We have demonstrated that ILC1s are particularly prominent under inflammatory conditions. ILC1s are present in tonsils, but much larger numbers have been found in inflamed intestinal tissues of patients suffering from Crohn’s disease, for instance, a chronic inflammatory disease of the bowel. Some of those ILC1s are most likely derived from ILC3s under the influence of IL-12, and ILC3s possess the capacity to transdifferentiate toward IFN-γ-producing ILC1s in the presence of IL-12 and IL-18, as we have validated by proliferation assays and single-cell cloning experiments (Bernink et al., 2015, Bernink et al., 2013). Simoni et al. now consider those findings to be an artifact because, first, they fail to find ILC1s and, second, ILC3s exposed to IL-23 and IL-18 did not acquire an ILC1 phenotype. However, we also found that IL-23 and IL-18 were unable to induce transdifferentiation of ILC3s; IL-12 is here essential. This cytokine was not used by Simoni et al. in their stimulation of ILC3s.
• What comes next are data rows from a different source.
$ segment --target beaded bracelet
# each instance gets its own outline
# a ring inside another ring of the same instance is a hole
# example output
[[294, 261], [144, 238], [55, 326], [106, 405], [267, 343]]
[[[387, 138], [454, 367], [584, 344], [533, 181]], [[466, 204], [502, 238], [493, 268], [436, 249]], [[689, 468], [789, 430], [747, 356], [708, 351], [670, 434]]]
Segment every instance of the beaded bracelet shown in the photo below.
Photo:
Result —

To address the issue of whether an alternative analysis strategy would result in a separate cluster of ILC1s, we re-analyzed Simoni’s CyTOF dataset generated from tonsil and gut tissues (supplemental figure 1). In this analysis we first used bi-axial gating to identify cells that were Lin− CD94− CD34− CD127+ CD161+. Although we could not exclude T cells on the basis of either CD3 or TCRαβ, TCRγδ t-SNE mapping demonstrated a clear ILC1 cluster in addition to ILC2 and ILC3. These ILC1s expressed T-bet, albeit at lower levels than CD94+ NK cells, as we have previously reported (Bernink et al., 2013). Because some of these cells co-express CD5+ and T-bet, it is possible that these cells represent a distinct subset of ILC1s.
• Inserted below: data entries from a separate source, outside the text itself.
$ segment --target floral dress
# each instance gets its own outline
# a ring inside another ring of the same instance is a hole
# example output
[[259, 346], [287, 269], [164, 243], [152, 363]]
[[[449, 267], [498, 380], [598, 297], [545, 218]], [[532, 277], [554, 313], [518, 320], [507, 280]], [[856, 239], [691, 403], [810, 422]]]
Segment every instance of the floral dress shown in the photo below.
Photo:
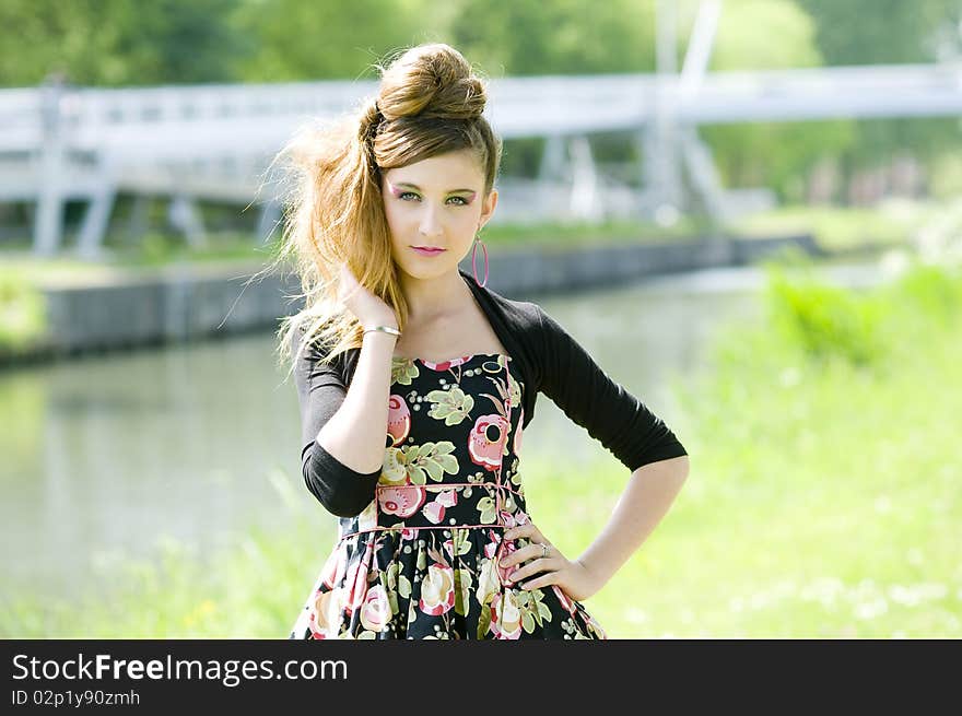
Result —
[[511, 580], [523, 564], [500, 566], [529, 543], [503, 538], [529, 521], [511, 362], [392, 359], [375, 498], [340, 518], [290, 638], [606, 638], [558, 585], [525, 590]]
We expect that clustering of ILC1s will be more pronounced if intestinal specimens of patients with Crohn’s disease were used.

Because of the lack of specific markers for ILC1s, it is possible that these cells represent a heterogeneous population—rather than a homogeneous cluster—but which nevertheless contains a subset of IL-12-responsive IFN-γ-producing ILC1s that can be stably cloned and that do not differentiate to T cells or NK cells in culture, as demonstrated by multiple publications.

Furthermore, the conclusion that transdifferentiation of ILC3s into ILC1s and vice versa should be considered an artifact cannot be justified with the cytokine stimulations employed. In light of all of this, therefore, we believe that the conclusion drawn by Simoni et al. that CD127+ CD161+ ILC1s do not exist in humans is not sufficiently supported by their data. It is of note that Tbet is expressed on approximately 70% and 20% of gut and tonsil tissue, respectively. Because T-bet is expressed only on a fraction of human ILC1s, the identification of human ILC1s remains challenging.